Were such data laid bare, the possibility is indeed high of coming across some extraordinary anomalies. The IPL is, to all intents and purposes, an out-and-out business enterprise, in effect a transnational set-up. It nonetheless keeps flaunting itself as a sports body. Since it is not registered as a corporate outfit, the corporate laws are apparently not applicable to it, and this in spite of its making mountains of money that is the envy of many business houses. Yet, other puzzles abound. Since a large proportion of the IPL’s spending goes in payments to coaches, trainers and players who are foreign citizens, in leasing hotels and stadia in a foreign country as well as in foreign travel expenses, a considerable amount of foreign exchange outlay is involved. Whether such spending in foreign exchange requires the nod of the Reserve Bank of India is not altogether clear. In the past, the tax authorities used to decide on the foreign exchange outlay needed by a corporate entity to carry out its normal activities over a given period. Such norms have been relaxed in the liberalized milieu, and in any case the IPL will perhaps persist in claiming the privilege of a non-profit making agency.
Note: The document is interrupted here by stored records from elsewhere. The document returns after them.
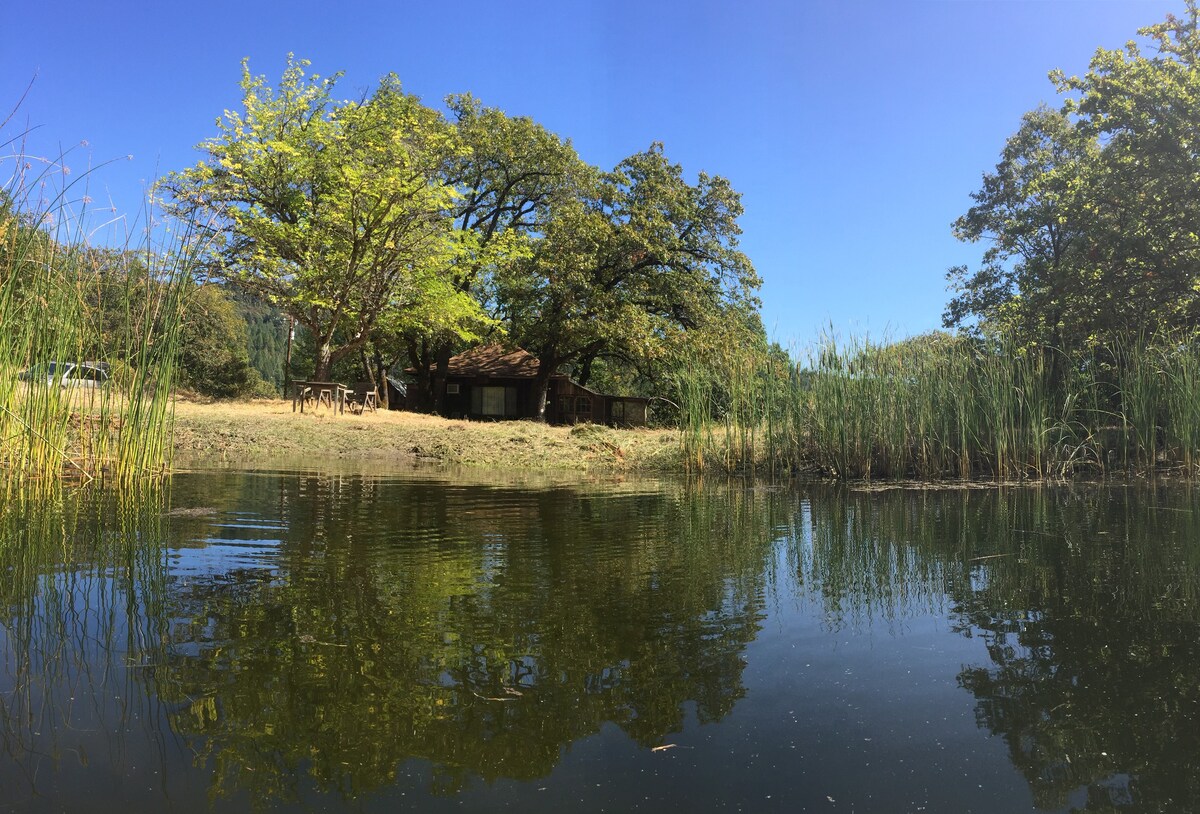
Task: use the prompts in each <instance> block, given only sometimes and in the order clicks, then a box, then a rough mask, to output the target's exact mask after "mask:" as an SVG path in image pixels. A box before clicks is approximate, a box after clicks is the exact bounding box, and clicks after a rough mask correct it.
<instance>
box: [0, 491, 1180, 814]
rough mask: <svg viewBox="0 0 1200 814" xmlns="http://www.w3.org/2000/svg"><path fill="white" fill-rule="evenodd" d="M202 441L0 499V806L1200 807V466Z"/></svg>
mask: <svg viewBox="0 0 1200 814" xmlns="http://www.w3.org/2000/svg"><path fill="white" fill-rule="evenodd" d="M475 478H476V480H475V481H468V480H467V479H463V478H448V477H437V475H421V474H404V475H376V474H306V473H295V472H197V473H187V474H180V475H176V477H175V479H174V480H173V483H172V484H170V485H169V486H166V487H163V489H162V490H160V491H154V490H151V491H149V492H148V493H143V495H132V496H131V495H113V493H106V492H103V491H84V492H79V493H73V495H68V496H67V497H66V498H64V499H61V501H49V502H47V501H22V499H10V501H7V502H6V503H4V504H2V508H0V567H2V568H4V570H5V574H6V575H7V576H6V579H5V580H4V581H2V583H0V659H2V670H0V738H2V747H4V753H2V754H0V812H23V813H24V812H60V810H64V812H76V810H88V812H91V813H92V814H96V813H103V812H128V810H139V812H142V810H161V812H172V813H179V812H206V810H221V812H236V810H304V812H312V810H323V812H324V810H331V812H336V810H354V812H392V810H419V812H439V810H456V812H461V810H488V812H491V810H521V812H563V810H571V812H601V810H608V812H628V810H648V812H661V810H689V812H726V810H728V812H736V810H745V812H770V810H780V812H797V810H814V812H839V810H842V812H852V810H858V812H866V810H886V812H918V810H928V812H1006V813H1007V812H1020V810H1105V812H1108V810H1123V809H1128V810H1196V809H1198V808H1200V771H1198V770H1200V706H1198V702H1200V520H1198V517H1200V515H1198V511H1196V509H1198V508H1200V492H1194V491H1192V490H1189V489H1187V487H1182V486H1172V487H1157V489H1156V487H1151V486H1128V487H1126V486H1076V487H1070V489H1048V487H1042V489H1034V487H1031V489H971V490H907V489H890V490H884V491H853V490H848V489H845V487H830V486H820V485H815V486H806V485H787V486H763V485H746V484H734V485H730V484H708V483H706V484H682V483H672V481H640V480H625V481H589V483H539V481H534V480H530V481H521V480H518V479H515V478H509V479H506V480H496V481H487V480H480V479H478V478H479V477H478V475H475Z"/></svg>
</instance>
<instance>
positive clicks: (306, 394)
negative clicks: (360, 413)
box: [292, 379, 350, 413]
mask: <svg viewBox="0 0 1200 814" xmlns="http://www.w3.org/2000/svg"><path fill="white" fill-rule="evenodd" d="M349 391H350V389H349V388H348V387H346V385H344V384H341V383H338V382H310V381H301V379H296V381H294V382H292V412H293V413H294V412H296V406H298V405H299V407H300V412H301V413H302V412H304V407H305V403H307V402H311V403H312V406H313V407H314V408H316V407H320V406H322V405H325V406H326V407H329V408H330V409H335V408H336V409H337V412H338V413H344V412H346V395H347V394H348V393H349Z"/></svg>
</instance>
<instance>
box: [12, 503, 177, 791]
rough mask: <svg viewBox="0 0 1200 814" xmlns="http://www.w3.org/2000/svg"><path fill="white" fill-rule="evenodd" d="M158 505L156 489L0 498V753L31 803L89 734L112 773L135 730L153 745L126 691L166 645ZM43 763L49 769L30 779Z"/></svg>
mask: <svg viewBox="0 0 1200 814" xmlns="http://www.w3.org/2000/svg"><path fill="white" fill-rule="evenodd" d="M163 501H164V498H163V493H162V490H161V489H158V487H157V486H152V487H140V489H137V490H130V491H124V492H120V493H118V492H113V491H109V490H103V491H101V490H83V491H73V492H72V491H70V490H60V491H59V493H58V496H54V497H47V496H46V495H44V493H37V495H36V496H32V495H28V493H26V495H13V493H8V495H0V571H2V573H4V574H6V579H5V580H4V581H0V664H2V672H0V687H2V689H4V692H2V693H0V746H2V749H4V753H5V755H6V759H7V762H8V765H10V766H11V767H26V768H28V770H29V771H25V772H23V773H22V772H18V774H22V776H23V777H25V778H28V782H29V783H30V788H29V792H31V794H38V786H41V788H42V789H43V791H44V790H49V789H52V788H55V785H56V783H58V782H59V778H60V777H62V776H61V774H59V772H67V771H68V770H70V766H71V765H72V761H61V759H62V758H67V756H70V755H71V754H74V755H83V754H85V753H86V749H88V744H92V746H95V740H96V738H97V737H100V736H97V735H95V734H96V732H107V734H108V735H107V736H104V738H106V741H107V747H108V754H106V755H95V756H94V758H95V759H96V760H102V761H108V760H112V761H114V767H115V766H116V765H118V761H119V760H120V756H121V755H122V754H124V752H125V749H124V748H122V742H124V738H125V737H126V734H127V732H131V731H134V728H142V726H144V731H145V732H146V734H148V735H149V736H150V737H152V738H157V737H160V734H158V731H157V729H156V718H157V714H158V713H157V711H156V710H155V708H154V704H151V701H150V696H149V695H148V694H146V693H145V692H144V690H143V692H134V687H136V684H137V683H138V682H140V681H144V680H145V678H146V677H148V675H152V674H142V672H139V671H138V668H139V666H140V665H150V668H152V665H155V664H158V663H161V660H162V658H161V648H162V647H163V642H166V629H164V627H163V620H162V615H161V611H162V599H161V597H162V593H163V589H164V587H163V586H164V581H166V580H164V559H163V556H162V551H163V549H162V543H163V528H162V516H163ZM44 755H52V756H54V758H55V768H54V770H53V771H50V770H48V768H47V767H46V766H42V767H41V770H40V771H36V770H37V764H38V761H40V760H41V759H42V756H44ZM10 779H11V778H10ZM8 791H10V792H14V791H16V790H14V789H8Z"/></svg>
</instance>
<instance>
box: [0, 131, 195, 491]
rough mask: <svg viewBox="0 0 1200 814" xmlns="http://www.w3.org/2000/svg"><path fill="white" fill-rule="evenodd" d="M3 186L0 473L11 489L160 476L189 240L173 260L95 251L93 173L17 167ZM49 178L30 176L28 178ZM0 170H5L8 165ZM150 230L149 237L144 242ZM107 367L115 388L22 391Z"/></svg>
mask: <svg viewBox="0 0 1200 814" xmlns="http://www.w3.org/2000/svg"><path fill="white" fill-rule="evenodd" d="M8 162H10V164H11V166H12V167H14V169H13V170H12V172H11V173H10V174H8V178H7V180H6V181H4V182H2V186H0V325H4V330H2V331H0V469H4V471H5V473H6V475H7V478H6V479H7V480H26V479H32V478H40V479H44V478H58V477H59V475H60V474H73V475H77V477H83V478H85V479H86V478H91V477H95V475H96V474H98V473H101V472H104V473H106V474H108V475H110V477H115V478H119V479H127V478H131V477H136V475H139V474H144V473H146V472H155V471H162V468H163V466H164V463H166V459H167V455H168V450H169V445H168V444H167V442H166V439H167V435H168V430H169V424H170V420H169V419H170V417H169V393H170V383H172V377H173V373H174V366H175V355H176V346H178V339H179V328H180V323H181V311H182V307H181V306H182V297H184V293H185V291H186V283H187V280H188V265H190V263H191V257H192V245H191V244H192V241H191V240H190V237H188V235H184V238H182V239H180V240H176V241H174V244H173V246H172V247H170V249H169V250H166V251H163V250H160V249H157V247H156V246H154V244H152V240H151V238H150V237H146V238H145V239H144V241H143V243H142V244H140V245H128V244H126V245H124V246H120V247H116V249H113V247H96V246H91V245H89V241H88V235H86V234H85V228H86V226H85V225H86V223H89V222H91V220H92V219H91V216H90V215H89V213H88V208H86V203H85V202H86V197H85V196H84V193H83V192H82V190H83V188H85V186H86V173H84V174H83V175H82V176H79V178H71V176H70V175H67V174H66V169H65V167H64V164H62V162H61V160H60V161H54V162H38V161H36V160H31V158H26V157H25V156H20V155H17V156H13V157H10V158H8ZM37 166H42V167H44V168H46V169H43V172H41V173H40V174H34V175H30V172H31V169H30V168H32V167H37ZM0 167H2V164H0ZM149 234H150V231H149V229H148V235H149ZM85 360H86V361H102V363H107V364H109V365H110V369H112V372H113V379H112V381H110V382H109V383H108V384H107V385H106V387H101V388H97V389H95V390H92V389H89V388H86V387H68V388H61V387H56V385H48V384H47V382H46V379H47V376H44V375H43V376H42V377H41V381H40V382H32V383H30V382H23V381H19V379H18V375H19V373H20V372H22V371H24V370H29V369H32V367H35V366H46V365H48V364H49V363H50V361H55V363H60V364H61V363H79V361H85Z"/></svg>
Even so, it will be interesting to know the criterion applied to judge the worthwhileness of the lavish expenditure in foreign currency it is indulging in. After all, the bulk of the income from out of which such spending is taking place is sourced within the country. Even if the IPL drags its feet to register itself as a corporate body, is there not some way to make it pay the due taxes on its huge profits? And notwithstanding the double taxation agreement with South Africa, cannot the foreigners who make a beeline for the IPL be persuaded to pay taxes in India on their mind-boggling earnings?
Those who love to delve into the mystique of national income estimation will have plenty of fodder to chew on from the affairs of the IPL. For example, will the income accruing to it from the league fixtures held in South Africa be reckoned as accretion to India’s national income, but not to its domestic product? Will the various payments made by the IPL on the soil of South Africa add to the gross domestic product of that country?
The primary task, it would still seem, is to slap an order on the BCCI — or at least on the IPL — asking it to register itself as a corporate entity, thereby rendering it amenable to the discipline of the Company Law Board. It is by no stretch a not-for-profit organization, it is not a private charitable trust either. Cricket has anyway ceased to be a sport; at least its T20 version is more like gambling. Gambling, even where allowed, is heavily taxed. No reason exists why the Twenty20 entertainment should be permitted to opt out of that obligation. But, who knows, a part of the profits the IPL is piling up is possibly being set aside to please the deities who decide on such matters as tax liability.
Besides, why forget that the tax haven, Mauritius, is just one hop from South Africa?